Oui, Monsieur Santi, il faut se bouger. La grève par procuration n’existe pas.
Que proposez-vous ?
Hélas, je n’ai à proposer que ce qui transparaît et suite à travers mes écrits. Je ne suis qu’un intellectuel par nature rebuté par manifester. Vous qualifierez mon attitude de snob et n’auriez pas tort. L’autre alternative étant que je sois à quelques niveaux de pouvoir car – dans cette hypothèse – ma seule et unique ligne de conduite serait de dire toujours et en toutes circonstances la vérité.
La crise, un mot qu’on entend à répétition depuis les années 1970 et la ” fameuse crise pétrolière “. Née en 1963 je n’ai entendu que ça durant toute ma vie professionnelle . Il me semble incompatible de dire que nous ayons vécu autre chose qu’une succession de crises différentes provoquées par des gens avides de pouvoir et d’argent, sans foi ni loi qui vendraient leur âme, mais surtout les nôtres pour toujours plus.
Il est temps de casser ce moule infernal qui chauffe de plus en plus et qui rétrécit à vue d’œil comme les calottes glaciaires, la faune et la flore … car ces gens nous amènent tout droit vers une extinction rapide et certaine.
Non, ce n’est pas possible, nous n’allons pas droit à une extinction rapide et certaine pour la simple raison que nous ne le savons ni ne pouvons le savoir. Précisément « cette succession de crises différentes provoquées par des gens avides de pouvoir et d’argent, sans foi ni loi qui vendraient leur âme, mais surtout les nôtres pour toujours plus. » constitue précisément le « moteur de l’histoire » ?
Pensez-vous que ces gens sont intérieurement heureux en eux-mêmes ? Ils ne se savent pas, ils ne se connaissent pas, mais vous les connaissez. Et ce que vous avez-vous intérieurement, eux ne l’ont pas.

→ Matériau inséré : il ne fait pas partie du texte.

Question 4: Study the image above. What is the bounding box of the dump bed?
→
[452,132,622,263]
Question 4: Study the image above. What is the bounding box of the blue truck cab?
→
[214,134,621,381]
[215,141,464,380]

D’autre part, la fameuse crise pétrolière a sauvé le monde. S’il n’y avait pas la crise pétrolière dans les années 1970, l’Occident se serait planté dans une guerre interminable de crises monétaires et économiques. Les États-Unis auraient perdu leur statut de « locomotive mondiale ». Et qui va les remplacer personne. On serait retourné à une crise économique de 1929-bis.
La réponse est donc « Tout va pour le mieux dans le meilleur des mondes. » L’humanité n’a pas d’issue, sinon d’être ce qu’elle est et faire ce qu’elle peut faire.
“La réponse est donc « Tout va pour le mieux dans le meilleur des mondes. »” LOL
On ne peut avoir de discussion sérieuse avec un économiste que si l’on admet l’axiome indiscutable d’un PIB croissant. Toute autre hypothèse rend le dialogue impossible. Même chose en ce qui concerne l’énergie: elle est inépuisable, et l’on ne doit que décrire son prix pour comprendre les crises. Evoquer un stock d’énergie ou de matières premières “gratuites” qui s’épuisent, c’est faire preuve d’amateurisme, et cela ne peut que vous disqualifier aux yeux des spécialistes qui savent et qui conseillent nos dirigeant éclairés. Le peuple peut descendre dans les rues pour contester le pouvoir, ou protester depuis son balcon depuis qu’il est confiné, cela ne changera rien: on pourra toujours exercer sur lui la pression du chômage pour lui faire comprendre qu’il n’est qu’un sans-dent ou un “corvéable à souhait” …… et tout cela jusqu’au jour où il n’y aura plus une goutte de pétrole “rentable à extraire”, plus de métaux rares indispensables pour faire marcher l’économie, et faire penser nos penseurs économistes, … qu’il faudra reconvertir en agriculteurs. Plus de transport non plus pour nourrir les villes , … que l’on devra déconstruire. Ce jour, on pourra conseiller à nos économistes de regarder et écouter les vidéos de Jean-Marc Jancovici qui avait su prévoir le monde de l’énergie et des matières premières du futur en considérant qu’elles n’étaient pas gratuires, et qu’un jour la nature prendrait sa revanche contre des économistes prétentieux, et donc incompétents.